In addition to lowering the thermal barrier to isomerization, modifications to azobenzene designed
to enable long wavelength switching can alter the relative stabilities of the ground state cis and
trans isomers. An extreme case would be if cis and trans isomers became isoenergetic and were
separated by a small thermal energy barrier. Such a photoswitch would be unable to drive
conformational switching of a target biomolecule. Instead, conformational preferences of the target
molecule would drive thermal equilibration of the switch. Thus, in designing red/near-IR
photoswitches, it is important to consider the effect of modifications on the relative energies of the
cis and trans isomers as well as the barrier between them.
1.7 Push-pull azo systems
Many thousands of azo dyes have been synthesized since the discovery of azobenzene in 1834. A
number of dyes have been found that absorb in the red region and even the near-IR.54-56 A few of
these are shown in Figure 1-2. Although the structures of these dyes vary considerably, long
wavelength absorption has typically been achieved by creating a push-pull system with electron
donating groups on one side of the azo unit and electron withdrawing groups on the other. Because
of their polarized structure, the absorption properties of these dyes are highly solvent dependent.

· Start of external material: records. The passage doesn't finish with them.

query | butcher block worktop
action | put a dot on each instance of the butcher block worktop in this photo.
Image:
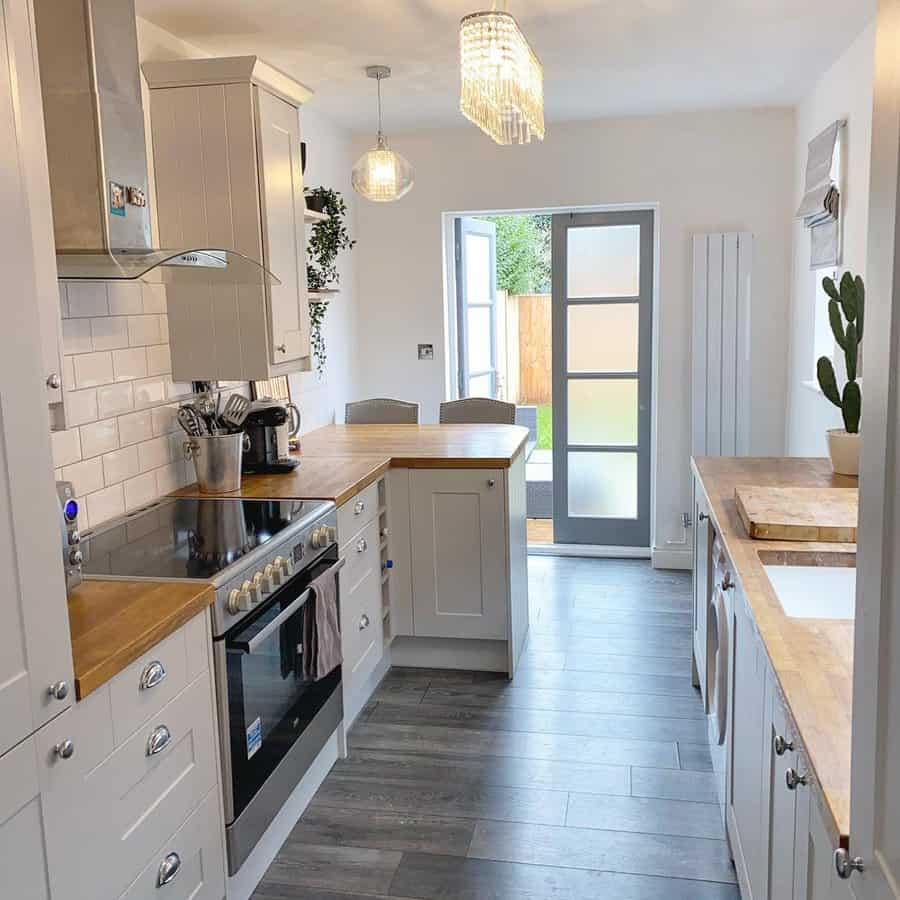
(338, 461)
(812, 658)
(113, 622)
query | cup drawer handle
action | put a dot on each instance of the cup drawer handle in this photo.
(168, 869)
(159, 739)
(154, 672)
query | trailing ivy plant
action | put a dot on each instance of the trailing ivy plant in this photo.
(845, 303)
(327, 238)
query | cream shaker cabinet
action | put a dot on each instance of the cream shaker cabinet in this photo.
(227, 168)
(459, 543)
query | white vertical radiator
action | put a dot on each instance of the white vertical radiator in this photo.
(720, 359)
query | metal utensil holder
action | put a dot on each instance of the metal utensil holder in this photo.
(217, 460)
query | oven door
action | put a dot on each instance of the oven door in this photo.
(271, 698)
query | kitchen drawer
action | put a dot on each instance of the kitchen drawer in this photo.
(363, 554)
(198, 848)
(358, 511)
(182, 657)
(361, 628)
(132, 799)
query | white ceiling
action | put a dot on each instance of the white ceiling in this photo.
(606, 57)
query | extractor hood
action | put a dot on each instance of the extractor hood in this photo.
(97, 152)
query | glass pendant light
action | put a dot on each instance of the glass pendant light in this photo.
(381, 174)
(501, 78)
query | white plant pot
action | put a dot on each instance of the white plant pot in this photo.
(844, 451)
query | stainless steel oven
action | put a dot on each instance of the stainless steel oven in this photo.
(274, 718)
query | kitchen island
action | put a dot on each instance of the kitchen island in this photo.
(785, 761)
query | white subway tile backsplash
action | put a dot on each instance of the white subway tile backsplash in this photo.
(143, 331)
(125, 299)
(108, 333)
(120, 465)
(149, 392)
(154, 296)
(99, 437)
(77, 336)
(81, 407)
(105, 504)
(140, 491)
(115, 399)
(87, 299)
(159, 360)
(155, 453)
(130, 364)
(66, 447)
(93, 369)
(136, 427)
(86, 476)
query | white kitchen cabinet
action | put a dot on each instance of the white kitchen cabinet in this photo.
(226, 151)
(702, 588)
(747, 742)
(459, 542)
(35, 650)
(23, 860)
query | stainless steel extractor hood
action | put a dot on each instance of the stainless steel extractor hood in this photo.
(97, 152)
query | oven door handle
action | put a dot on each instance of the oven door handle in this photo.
(265, 633)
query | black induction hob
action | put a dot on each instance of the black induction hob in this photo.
(186, 538)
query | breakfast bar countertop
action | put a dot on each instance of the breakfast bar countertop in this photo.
(812, 658)
(113, 622)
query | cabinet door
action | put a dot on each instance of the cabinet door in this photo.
(780, 803)
(702, 578)
(459, 553)
(23, 864)
(35, 649)
(747, 741)
(282, 210)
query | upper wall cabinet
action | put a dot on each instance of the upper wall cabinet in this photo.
(226, 157)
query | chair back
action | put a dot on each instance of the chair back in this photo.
(478, 411)
(381, 411)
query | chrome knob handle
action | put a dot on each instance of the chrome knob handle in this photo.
(59, 690)
(168, 869)
(65, 749)
(159, 739)
(782, 745)
(154, 672)
(845, 864)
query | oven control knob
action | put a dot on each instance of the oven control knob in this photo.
(233, 603)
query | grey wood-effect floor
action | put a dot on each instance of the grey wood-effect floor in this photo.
(587, 777)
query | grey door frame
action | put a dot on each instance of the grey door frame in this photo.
(470, 225)
(587, 530)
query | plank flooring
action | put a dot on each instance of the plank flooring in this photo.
(586, 778)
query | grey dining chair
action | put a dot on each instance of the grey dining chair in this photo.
(381, 411)
(478, 410)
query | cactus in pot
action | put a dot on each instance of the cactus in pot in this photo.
(846, 308)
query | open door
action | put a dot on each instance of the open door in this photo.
(476, 289)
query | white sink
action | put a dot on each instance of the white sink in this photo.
(815, 592)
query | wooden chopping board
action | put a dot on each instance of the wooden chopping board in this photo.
(799, 514)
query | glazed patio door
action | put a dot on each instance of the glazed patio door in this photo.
(602, 348)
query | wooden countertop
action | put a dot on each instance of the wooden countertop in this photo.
(812, 658)
(338, 461)
(113, 622)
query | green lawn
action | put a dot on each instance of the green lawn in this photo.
(545, 427)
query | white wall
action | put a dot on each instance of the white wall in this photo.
(707, 171)
(843, 92)
(328, 162)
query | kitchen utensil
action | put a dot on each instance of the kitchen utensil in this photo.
(190, 421)
(235, 412)
(217, 460)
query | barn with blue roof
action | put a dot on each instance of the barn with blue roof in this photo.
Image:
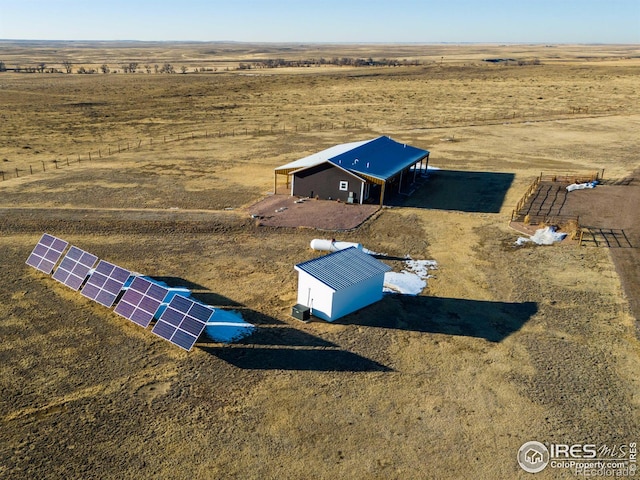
(340, 283)
(356, 172)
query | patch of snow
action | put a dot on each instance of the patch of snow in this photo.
(404, 282)
(581, 186)
(227, 326)
(543, 236)
(412, 280)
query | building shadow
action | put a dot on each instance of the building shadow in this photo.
(457, 190)
(493, 321)
(320, 360)
(178, 282)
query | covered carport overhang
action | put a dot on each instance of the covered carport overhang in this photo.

Historically, most scientists interested in azo dyes did not study possible isomerization events.
Photochromism would be an unwanted feature in a dye where colour fastness is usually prized. It
is likely that these long wavelength dyes have very short lived cis isomeric forms. As a result,
photoisomerization would not be observable without a specialized laser flash photolysis apparatus.
8
The Velasco group has studied the thermal relaxation behaviour of push-pull azobenzene systems
in detail53 and has reported dyes that show thermal relaxation times as fast as 40 ns.57
Figure 1-2. Some long wavelength azo dyes. For references see 6,54 7,55 and 8.56
The structures shown in Figure 1-2 are not easily adapted as components of photoswitches such as
MAG (compound 1, Figure 1-1) or as components of intramolecular cross-linkers (e.g. compound
3, Figure 1-1) where the simple bis-p-amido azobenzene core has been used. Photoswitches usually
require few rotatable bonds in order to preserve the end-to-end distance change that occurs upon
isomerization.58-59 In addition, the large size of these dyes may be a liability in pharmacological
applications where the overall size of a drug is an important feature. Finally, the push-pull design
of these long wavelength azobenzenes gives the molecule an inherent asymmetry. For
photopharmacology, asymmetry is not a concern, but for an intramolecular cross-linker
(compound 3, Figure 1-1) having an asymmetric structure would also require two distinct bio-
orthogonal means of attachment to a target protein to avoid the formation of distinct regioisomers.
9
1.8 Azo dyes that absorb at long wavelengths: C2 bridged
azobenzenes (diazocines)
In 2009 Siewersten et al60 reported the remarkable photochemical properties of a C2 bridged
azobenzene (9). The cis and trans n-π* transitions of this compound are separated by some ~100
nm making photochemical switching unusually complete in either direction. Samanta and
colleagues made a bis-p-amido substituted derivative (10) to allow conjugation to biomolecules61
and in doing this they also made the bis-p-amino substituted version (11). Herges group has
reported similar molecules with amino groups in the 3,3’ positions.62 This molecule (11) showed
significant absorbance in the red region of the spectrum (Figure 1-3) in its trans isomeric form.
Irradiation with red light (600 nm) produced full conversion to the cis isomer (Figure 1-3). The
thermal relaxation rate was on the order of minutes at room temperature in aqueous solution. The
drawback for in vivo use is that, because of the bridge, the cis state (the state produced by red light
in this case) is the thermodynamically more stable form. Unless a photoswitch is truly bistable, i.e.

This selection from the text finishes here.